Daniel Von Bargen 1950-2015

Gruff character actor dies aged 64


by James White |
Published on

He could be terrifying in horror movies and terrifyingly stern in his numerous turns as an authority figure, but prolific, talented character actor Daniel Von Bargen turned his hand to many different roles. It has now been confirmed that he has died at the age of 64.

Von Bargen, born in Cincinnati, Ohio in 1950, and studied at Purdue University in Indiana. Theatre was one of his driving passions; he enjoyed a long residency at the Trinity Repertory Company in Rhode Island and appeared in productions for the American Repertory Theatre in Massachusetts, which saw him head for New York, appearing both on and off Broadway.

Film-wise, he became known as a reliable character actor, able to be threatening and commanding and picking up a variety of roles as police officers and military men in films such as Silence Of The Lambs, Basic Instinct, Rising Sun, Six Degrees Of Separation, Philadelphia, Crimson Tide and O Brother Where Art Thou. He also embodied scary types, including the sorcerer Nix in Lord Of Illusions.

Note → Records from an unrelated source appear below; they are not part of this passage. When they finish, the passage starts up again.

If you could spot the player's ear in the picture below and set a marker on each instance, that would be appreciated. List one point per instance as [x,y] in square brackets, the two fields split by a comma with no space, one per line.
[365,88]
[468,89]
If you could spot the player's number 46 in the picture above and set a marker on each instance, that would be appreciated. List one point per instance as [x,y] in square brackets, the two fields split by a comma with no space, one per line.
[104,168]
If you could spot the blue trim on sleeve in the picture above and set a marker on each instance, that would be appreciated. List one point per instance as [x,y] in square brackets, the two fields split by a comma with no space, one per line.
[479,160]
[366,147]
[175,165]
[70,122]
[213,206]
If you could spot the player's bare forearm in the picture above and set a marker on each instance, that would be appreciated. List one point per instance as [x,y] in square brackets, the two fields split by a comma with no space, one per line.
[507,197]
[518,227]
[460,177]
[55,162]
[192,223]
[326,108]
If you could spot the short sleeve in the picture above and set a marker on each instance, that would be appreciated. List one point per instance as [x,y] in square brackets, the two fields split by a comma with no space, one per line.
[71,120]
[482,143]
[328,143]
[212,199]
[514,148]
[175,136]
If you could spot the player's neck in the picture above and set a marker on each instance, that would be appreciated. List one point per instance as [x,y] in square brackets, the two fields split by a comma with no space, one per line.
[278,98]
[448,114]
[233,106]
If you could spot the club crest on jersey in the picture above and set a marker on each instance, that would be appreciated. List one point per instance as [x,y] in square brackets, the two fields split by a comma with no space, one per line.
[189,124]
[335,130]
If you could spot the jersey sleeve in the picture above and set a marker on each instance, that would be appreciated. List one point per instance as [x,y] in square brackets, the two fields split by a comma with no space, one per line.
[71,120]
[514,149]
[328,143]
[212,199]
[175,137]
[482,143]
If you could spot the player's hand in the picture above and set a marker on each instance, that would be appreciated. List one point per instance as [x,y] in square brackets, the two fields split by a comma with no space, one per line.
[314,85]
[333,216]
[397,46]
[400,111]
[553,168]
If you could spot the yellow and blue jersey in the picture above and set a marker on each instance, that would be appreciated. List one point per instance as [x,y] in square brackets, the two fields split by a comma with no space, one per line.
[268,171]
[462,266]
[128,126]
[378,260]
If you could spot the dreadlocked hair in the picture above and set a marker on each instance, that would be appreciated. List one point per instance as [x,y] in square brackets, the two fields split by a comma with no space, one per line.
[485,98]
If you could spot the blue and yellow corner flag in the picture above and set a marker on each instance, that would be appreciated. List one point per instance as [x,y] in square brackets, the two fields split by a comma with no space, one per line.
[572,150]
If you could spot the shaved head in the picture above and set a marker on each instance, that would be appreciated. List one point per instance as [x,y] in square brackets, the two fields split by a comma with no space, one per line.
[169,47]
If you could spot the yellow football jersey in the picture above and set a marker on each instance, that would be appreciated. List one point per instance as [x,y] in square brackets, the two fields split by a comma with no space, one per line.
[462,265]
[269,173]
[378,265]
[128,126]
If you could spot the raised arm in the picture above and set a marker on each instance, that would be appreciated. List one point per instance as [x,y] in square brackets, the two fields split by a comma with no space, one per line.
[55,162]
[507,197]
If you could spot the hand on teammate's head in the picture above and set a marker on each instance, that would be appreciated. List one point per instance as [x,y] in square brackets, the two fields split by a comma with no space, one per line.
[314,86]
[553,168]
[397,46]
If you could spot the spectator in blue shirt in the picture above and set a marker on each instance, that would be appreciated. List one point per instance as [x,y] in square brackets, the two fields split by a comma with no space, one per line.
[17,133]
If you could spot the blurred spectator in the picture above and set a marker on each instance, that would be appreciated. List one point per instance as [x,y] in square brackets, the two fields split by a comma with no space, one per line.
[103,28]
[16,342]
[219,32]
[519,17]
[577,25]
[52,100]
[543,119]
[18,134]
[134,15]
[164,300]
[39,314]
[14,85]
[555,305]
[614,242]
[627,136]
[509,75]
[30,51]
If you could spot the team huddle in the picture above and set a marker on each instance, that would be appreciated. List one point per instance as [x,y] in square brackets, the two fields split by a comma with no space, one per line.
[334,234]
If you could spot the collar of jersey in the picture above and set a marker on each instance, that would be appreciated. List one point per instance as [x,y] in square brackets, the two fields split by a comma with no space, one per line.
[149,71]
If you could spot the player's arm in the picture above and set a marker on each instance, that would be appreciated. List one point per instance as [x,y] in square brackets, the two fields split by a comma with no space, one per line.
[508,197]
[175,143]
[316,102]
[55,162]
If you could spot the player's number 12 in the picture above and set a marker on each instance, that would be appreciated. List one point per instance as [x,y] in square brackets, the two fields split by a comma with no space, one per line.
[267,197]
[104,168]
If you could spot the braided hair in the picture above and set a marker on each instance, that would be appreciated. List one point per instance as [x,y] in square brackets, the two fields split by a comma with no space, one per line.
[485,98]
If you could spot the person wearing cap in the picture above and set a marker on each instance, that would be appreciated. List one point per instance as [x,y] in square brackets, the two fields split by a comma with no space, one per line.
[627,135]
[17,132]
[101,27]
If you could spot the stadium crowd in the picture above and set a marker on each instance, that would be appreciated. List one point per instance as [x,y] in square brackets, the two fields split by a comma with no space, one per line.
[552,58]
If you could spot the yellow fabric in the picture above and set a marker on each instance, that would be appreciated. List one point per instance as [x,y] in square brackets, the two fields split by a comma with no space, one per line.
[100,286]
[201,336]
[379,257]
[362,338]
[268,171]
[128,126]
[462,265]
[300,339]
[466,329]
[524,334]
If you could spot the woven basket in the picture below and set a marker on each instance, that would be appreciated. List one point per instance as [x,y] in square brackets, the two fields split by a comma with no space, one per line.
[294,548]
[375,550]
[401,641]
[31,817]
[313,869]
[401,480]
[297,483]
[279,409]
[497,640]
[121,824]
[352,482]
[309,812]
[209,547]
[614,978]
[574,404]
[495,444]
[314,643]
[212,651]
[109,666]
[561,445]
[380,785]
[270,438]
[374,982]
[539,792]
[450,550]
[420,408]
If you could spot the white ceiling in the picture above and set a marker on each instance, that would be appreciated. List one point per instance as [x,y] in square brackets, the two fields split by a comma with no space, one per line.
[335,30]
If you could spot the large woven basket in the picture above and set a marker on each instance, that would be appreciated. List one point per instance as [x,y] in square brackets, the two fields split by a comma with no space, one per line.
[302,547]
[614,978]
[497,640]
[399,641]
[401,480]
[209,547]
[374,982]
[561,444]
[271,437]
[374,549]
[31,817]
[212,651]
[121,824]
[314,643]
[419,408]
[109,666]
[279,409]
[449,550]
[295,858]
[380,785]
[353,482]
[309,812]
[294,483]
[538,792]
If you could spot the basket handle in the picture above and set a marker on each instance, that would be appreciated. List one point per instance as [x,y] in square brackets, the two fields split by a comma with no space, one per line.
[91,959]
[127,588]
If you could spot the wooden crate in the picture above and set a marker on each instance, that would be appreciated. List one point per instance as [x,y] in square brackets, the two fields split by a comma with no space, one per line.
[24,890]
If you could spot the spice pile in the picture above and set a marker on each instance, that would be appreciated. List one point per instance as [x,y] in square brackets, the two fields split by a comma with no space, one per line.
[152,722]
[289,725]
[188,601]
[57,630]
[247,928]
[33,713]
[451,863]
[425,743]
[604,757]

On TV, he paid his dues with guest star appearances and smaller roles, but had a big impact on the likes of Seinfeld, playing George Costanza’s inept boss during the show’s final season and on Malcolm On The Middle as Commandant Edwin Spangler. His talent for authority shone on the small screen too, and he appeared in series as varied as The West Wing, Judging Amy and The X-Files, where he undercut his usual role playing a terrorist. In his personal life, he struggled with diabetes and had lost a leg to the condition. Shortly before he was due to be admitted to hospital to have toes on his other leg removed in 2012, he attempted suicide with a firearm, but survived.

"I feel a huge wave of sorrow and relief at the passing of this remarkable man, Dan Von Bargen, says friend and fellow actor Bob Colonna on the Trip Down Memory Lane website. “I treasure the years when I worked with him at Trinity Rep and in a couple of TV films. I admire his excellent body of work in the movies. And I mourn for the darkness and pain that were his final years. God bless him. He was a hell of a guy." And he will be missed.